# Bulking clean but developed fat on lower stomach over Christmas - What to do?



## DanMac (Dec 18, 2010)

Alright lads,

I've been bulking well and have my diet down to a 'T'. But, consuming a good amount of drink and Christmas food over the festive period has left me 3.5lb heavier (within 5 days) and with a direct increase in lower stomach fat.

What's the best steps to take now? Maintain my bulk and just slightly up cardio to try and reduce the fat gain? Or use a natural fat burning supplement, such as, L-carnitine?

Any personal experiences would be brilliant.

Cheers!


----------



## Bigfoot1985 (Aug 29, 2012)

I would say if you have got your diet down to a T then just up the cardio for few weeks and you should lose the extra fat.

Or just drop some carbs for couple weeks and up cardio then once you are happy go back to what you was doing


----------



## L11 (Jan 21, 2011)

Personally, I'd just do keto for a week.

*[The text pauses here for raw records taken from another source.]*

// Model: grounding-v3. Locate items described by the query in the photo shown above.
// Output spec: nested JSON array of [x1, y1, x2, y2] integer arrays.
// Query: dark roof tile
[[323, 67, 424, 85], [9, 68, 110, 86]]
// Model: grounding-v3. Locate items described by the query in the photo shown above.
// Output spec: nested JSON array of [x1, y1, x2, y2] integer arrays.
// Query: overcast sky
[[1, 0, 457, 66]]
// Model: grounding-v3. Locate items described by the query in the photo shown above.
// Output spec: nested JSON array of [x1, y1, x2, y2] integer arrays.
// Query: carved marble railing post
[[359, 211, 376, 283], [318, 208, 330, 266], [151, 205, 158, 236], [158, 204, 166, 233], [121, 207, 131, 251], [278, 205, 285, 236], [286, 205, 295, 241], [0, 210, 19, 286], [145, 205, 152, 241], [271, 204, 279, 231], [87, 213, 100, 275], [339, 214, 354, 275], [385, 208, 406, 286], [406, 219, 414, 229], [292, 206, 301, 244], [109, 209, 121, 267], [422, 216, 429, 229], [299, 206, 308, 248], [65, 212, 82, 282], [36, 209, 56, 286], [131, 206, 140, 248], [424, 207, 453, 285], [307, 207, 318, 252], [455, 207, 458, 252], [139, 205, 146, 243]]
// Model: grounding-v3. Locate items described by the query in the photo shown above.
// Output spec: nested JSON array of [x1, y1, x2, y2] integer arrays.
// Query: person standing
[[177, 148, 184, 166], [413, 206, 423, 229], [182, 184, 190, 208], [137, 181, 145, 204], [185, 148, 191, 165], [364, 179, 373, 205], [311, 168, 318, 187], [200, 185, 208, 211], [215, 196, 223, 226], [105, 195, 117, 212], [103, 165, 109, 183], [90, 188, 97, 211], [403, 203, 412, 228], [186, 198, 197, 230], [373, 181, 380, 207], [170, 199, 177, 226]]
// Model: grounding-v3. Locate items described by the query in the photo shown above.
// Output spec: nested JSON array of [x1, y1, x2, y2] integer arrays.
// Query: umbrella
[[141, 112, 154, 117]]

I've done that after every epic binge and I lose the weight very quickly..


----------



## khani3 (Nov 17, 2012)

Hello mate

Nice to know you made the most from the festival season 

Personally I would just continue as normal and then come the time for cutting, you should lose it.

Also chances are if you continued your normal bulk diet and training you should lose your lower stomach fat.

The only concern I would have in trying to focus on dieting while bulking is loose focus on number one goal of bulking.

I personally recommend one goal at a time to ensure you can stay focused.


----------



## stone14 (Mar 24, 2005)

extra cardio should shift that mate


----------



## Uriel (Oct 14, 2008)

by definition bulking is taking an excess of Kcal and dieting is having a Kcal deficit - if youve got fat you have eaten too much - if you want to lose it you have to burn more than you eat...up to you

carry on or diet xxx


----------



## DanMac (Dec 18, 2010)

Cheers lads. It's shifting through maintaining my normal bulk diet.


----------